The ancient rite and ritual of baptism is that of a metaphorical cleansing, of a search for a new sense of self-identification.  Originally attached, of course, to religious rituals, it may by extended as I intend with this body of work, to the lay world of every day living:  in other words, a kind of “washing off and away from the body” of one’s past.  This, done as a means of an attempted new identification of myself, as a means to mark a change of my self-awareness amidst the world I encounter every day; and simultaneously, as a critique of that world, awash as it seems to be, with self-absorption and less meaningful interaction of one with others.  Symbolically, then, the work represents a wish to find myself better grounded as I negotiate the inter-relationships with myself and everything and everyone around me.

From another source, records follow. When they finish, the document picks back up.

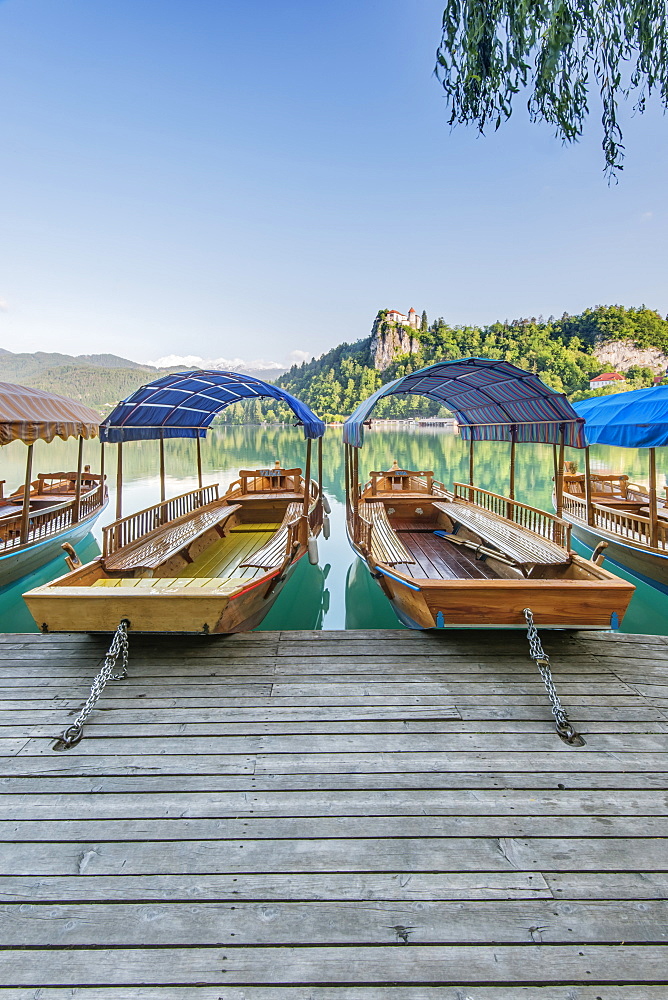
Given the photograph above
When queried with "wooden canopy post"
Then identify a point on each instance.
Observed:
(355, 480)
(162, 468)
(320, 471)
(653, 516)
(25, 515)
(307, 477)
(119, 482)
(588, 500)
(199, 461)
(346, 470)
(77, 489)
(559, 484)
(101, 472)
(511, 485)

The work is done, as is typical in academic painting, in the grisaille technique (done in achromatic modulations of value, without the use of color).  Often done as an underpainting, grisaille may be done as a kind of  preliminary study of value relationships, in this kind of the human form in an act of self-cleansing.  Color can complicate an understanding of pure tonality, in this instance of human anatomy.  Traditionally, artists used grisaille as a means of studying a new approach to making paintings; the “baptismal change” to which I allude above.  As this series continues, color may be gradually incorporated into some work.  For the time being, however, I find that in using grisaille there is attached to the work a kind of graphic solemnity and gravitas; as a purging, symbolically appropriate to the notion of “baptism” as this search for self-identification and personal change.